Count Word with Given Prefix

Given an lexicographical order array words with size of n, the strings among words are all writen in lower case letters. And given a specific string prefix with a length of m, count the number of strings in words that have a prefix of prefix.

Example:

1 2	Input: ["aaa", "ba", "bac", "bat", "batbat", "batq", "bta", "c"]; Output: 3;

Constraints:

The time complexity should be O(mlog n)

Solution

class CountPrefix{
private:
    string prefix;
    vector<string> words;

    bool hasPrefix(string& word, string& pref) {
        if (word.size() < pref.size()) return false;
        for (int i = 0; i < pref.size(); i++) {
            if (word[i] != pref[i])
                return false;
        }
        return true;
    }

    int findFirst(int left, int right) {
        int low = left, high = right, label = -1;
        while (low <= high) {
            int mid = (low + high) / 2;
            if (hasPrefix(words[mid], prefix)) {
                label = mid, high = mid - 1;
            } else if (prefix[0] < words[mid][0]) {
                high = mid - 1;
            } else {
                low = mid + 1;
            }
        }
        return label;
    }

    int findLast(int left, int right) {
        int low = left, high = right, label = -1;
        while (low <= high) {
            int mid = (low + high) / 2;
            if (hasPrefix(words[mid], prefix)) {
                label = mid, low = mid + 1;
            } else if (prefix[0] < words[mid][0]) {
                high = mid - 1;
            } else {
                low = mid + 1;
            }

        }
        return label;
    }

public:
    CountPrefix(vector<string> words, string prefix) : words(words), prefix(prefix) {}

    int count() {
        int from = findFirst(0, words.size() - 1);
        int to = findLast(0, words.size() - 1);

        if (from < 0) return 0;
        else return to - from + 1;
    }
};

Explanation:

The main idea of this algorithm is using binary search to find the boundary of words which contain the specific prefix.

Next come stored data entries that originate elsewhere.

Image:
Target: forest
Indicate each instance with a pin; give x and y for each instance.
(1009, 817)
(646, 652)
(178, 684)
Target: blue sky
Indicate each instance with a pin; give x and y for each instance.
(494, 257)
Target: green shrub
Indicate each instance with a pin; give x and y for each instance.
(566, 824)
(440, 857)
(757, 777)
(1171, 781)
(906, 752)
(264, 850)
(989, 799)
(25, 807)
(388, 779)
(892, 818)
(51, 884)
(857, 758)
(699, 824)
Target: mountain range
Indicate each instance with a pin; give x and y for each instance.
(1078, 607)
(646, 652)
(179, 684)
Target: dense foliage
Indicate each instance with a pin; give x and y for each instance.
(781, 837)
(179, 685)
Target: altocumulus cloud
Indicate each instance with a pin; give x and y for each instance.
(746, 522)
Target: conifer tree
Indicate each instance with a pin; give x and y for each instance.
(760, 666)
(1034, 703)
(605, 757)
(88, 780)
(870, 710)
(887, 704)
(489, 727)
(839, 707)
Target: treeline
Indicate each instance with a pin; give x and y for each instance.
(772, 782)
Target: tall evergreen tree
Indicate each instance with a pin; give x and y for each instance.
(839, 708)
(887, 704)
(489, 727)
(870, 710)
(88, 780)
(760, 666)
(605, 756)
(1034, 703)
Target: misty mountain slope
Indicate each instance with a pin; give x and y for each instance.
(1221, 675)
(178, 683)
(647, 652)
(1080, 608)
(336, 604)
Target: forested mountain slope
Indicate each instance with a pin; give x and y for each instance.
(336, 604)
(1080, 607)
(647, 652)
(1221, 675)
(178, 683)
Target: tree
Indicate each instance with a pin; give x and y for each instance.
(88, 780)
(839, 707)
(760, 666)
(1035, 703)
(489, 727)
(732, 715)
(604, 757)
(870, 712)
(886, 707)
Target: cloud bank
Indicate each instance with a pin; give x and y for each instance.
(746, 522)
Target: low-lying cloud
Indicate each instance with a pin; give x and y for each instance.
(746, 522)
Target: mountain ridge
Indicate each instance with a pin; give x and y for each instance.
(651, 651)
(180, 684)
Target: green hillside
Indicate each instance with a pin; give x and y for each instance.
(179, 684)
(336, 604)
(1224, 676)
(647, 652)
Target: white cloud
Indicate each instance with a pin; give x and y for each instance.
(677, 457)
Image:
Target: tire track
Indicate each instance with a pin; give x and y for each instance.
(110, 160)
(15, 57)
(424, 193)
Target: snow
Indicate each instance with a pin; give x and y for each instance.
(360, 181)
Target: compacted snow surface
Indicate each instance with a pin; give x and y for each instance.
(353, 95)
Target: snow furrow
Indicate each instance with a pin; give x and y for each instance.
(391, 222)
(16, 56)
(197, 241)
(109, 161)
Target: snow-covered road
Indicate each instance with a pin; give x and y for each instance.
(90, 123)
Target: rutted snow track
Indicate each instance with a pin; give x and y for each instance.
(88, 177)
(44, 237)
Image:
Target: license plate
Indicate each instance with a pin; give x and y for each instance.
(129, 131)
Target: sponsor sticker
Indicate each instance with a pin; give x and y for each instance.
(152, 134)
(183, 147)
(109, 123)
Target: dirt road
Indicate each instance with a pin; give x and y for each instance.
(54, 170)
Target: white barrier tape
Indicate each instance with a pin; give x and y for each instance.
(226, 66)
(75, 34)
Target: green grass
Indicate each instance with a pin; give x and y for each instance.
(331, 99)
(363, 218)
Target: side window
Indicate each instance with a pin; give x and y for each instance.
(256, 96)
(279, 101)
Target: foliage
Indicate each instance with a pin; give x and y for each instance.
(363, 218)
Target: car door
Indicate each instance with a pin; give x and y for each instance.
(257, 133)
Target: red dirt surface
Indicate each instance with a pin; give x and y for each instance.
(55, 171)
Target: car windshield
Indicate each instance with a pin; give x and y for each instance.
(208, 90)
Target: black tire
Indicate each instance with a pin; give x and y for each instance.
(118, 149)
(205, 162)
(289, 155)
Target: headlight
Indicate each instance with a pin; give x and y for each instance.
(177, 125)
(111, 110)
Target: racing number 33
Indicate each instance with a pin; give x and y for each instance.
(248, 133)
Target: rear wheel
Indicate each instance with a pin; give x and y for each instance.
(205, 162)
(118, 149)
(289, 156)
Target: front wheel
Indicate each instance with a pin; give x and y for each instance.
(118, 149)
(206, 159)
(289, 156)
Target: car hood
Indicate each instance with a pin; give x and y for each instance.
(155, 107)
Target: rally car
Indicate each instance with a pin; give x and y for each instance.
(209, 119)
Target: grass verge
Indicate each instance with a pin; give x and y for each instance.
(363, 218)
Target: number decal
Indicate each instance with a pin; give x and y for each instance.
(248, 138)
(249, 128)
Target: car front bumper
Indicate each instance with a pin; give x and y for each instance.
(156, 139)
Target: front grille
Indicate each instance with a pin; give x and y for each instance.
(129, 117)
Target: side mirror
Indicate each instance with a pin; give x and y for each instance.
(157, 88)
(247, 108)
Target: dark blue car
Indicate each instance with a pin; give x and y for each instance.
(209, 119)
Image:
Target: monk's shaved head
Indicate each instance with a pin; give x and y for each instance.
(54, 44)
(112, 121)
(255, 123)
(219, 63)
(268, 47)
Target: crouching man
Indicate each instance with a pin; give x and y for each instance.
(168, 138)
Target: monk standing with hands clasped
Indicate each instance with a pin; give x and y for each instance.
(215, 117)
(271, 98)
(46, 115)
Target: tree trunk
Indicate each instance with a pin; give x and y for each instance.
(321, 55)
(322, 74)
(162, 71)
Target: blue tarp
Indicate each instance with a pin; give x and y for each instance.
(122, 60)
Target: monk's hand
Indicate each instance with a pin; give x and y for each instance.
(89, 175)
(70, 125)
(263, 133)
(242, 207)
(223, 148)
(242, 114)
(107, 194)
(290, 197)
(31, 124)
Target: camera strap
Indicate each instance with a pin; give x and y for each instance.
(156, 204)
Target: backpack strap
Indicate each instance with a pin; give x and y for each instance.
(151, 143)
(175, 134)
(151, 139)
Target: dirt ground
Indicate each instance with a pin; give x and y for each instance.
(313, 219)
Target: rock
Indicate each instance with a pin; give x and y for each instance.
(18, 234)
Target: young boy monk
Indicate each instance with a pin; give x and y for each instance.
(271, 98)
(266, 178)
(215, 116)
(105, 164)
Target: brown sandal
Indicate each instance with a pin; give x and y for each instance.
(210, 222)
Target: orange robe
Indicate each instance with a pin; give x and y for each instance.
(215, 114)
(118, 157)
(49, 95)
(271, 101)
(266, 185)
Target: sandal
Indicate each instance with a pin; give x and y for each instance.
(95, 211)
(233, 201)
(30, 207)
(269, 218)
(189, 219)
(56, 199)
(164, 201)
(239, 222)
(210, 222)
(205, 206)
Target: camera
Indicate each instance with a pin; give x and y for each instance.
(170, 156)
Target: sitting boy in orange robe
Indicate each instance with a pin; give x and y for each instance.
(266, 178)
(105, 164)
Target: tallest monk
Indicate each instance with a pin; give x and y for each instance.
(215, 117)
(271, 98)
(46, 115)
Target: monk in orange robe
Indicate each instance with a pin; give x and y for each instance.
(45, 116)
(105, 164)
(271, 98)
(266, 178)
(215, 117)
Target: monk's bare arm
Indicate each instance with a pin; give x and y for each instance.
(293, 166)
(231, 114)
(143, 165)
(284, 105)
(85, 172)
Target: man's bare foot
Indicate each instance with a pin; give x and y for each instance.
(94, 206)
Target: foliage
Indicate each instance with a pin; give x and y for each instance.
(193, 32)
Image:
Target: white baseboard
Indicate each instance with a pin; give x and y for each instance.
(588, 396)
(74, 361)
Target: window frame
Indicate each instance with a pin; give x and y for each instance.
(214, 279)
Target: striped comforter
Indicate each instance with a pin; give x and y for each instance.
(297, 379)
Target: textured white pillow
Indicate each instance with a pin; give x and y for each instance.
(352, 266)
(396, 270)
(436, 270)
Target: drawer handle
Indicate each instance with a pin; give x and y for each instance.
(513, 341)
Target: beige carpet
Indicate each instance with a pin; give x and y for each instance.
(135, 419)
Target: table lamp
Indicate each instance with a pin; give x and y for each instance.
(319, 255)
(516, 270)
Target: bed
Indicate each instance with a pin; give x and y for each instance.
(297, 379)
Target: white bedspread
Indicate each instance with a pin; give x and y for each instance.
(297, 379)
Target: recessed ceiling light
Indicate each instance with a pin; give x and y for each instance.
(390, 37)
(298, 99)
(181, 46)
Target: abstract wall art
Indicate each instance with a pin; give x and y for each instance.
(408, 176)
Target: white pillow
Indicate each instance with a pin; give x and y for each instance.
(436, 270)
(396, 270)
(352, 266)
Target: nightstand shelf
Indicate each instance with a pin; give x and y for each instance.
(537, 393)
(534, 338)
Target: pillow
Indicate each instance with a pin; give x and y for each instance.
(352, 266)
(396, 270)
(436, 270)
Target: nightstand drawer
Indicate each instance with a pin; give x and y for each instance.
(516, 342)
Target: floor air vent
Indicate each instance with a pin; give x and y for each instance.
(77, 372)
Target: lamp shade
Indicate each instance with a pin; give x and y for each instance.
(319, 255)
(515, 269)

The function findFirst denotes the position where first word has the prefix and function findLast denotes the last one. The only difference between findFirst and findLast is that when hit a proper case, findFirst continues to search the section before but the findLast search the section behind. By doing this in repetition, the first one and the last one will be found.

About the time complexity, the time complexity of function hasPrefix is O(m). Suppose the time complexity of function findFirst and findLast is T(n), then $$ T(n)=T(\frac{n}{2}) + O(m), T(1) \in O(m), $$ which means T(n) ∈ O(mlog n). Thus the time complexity of countPrefix is O(mlog n).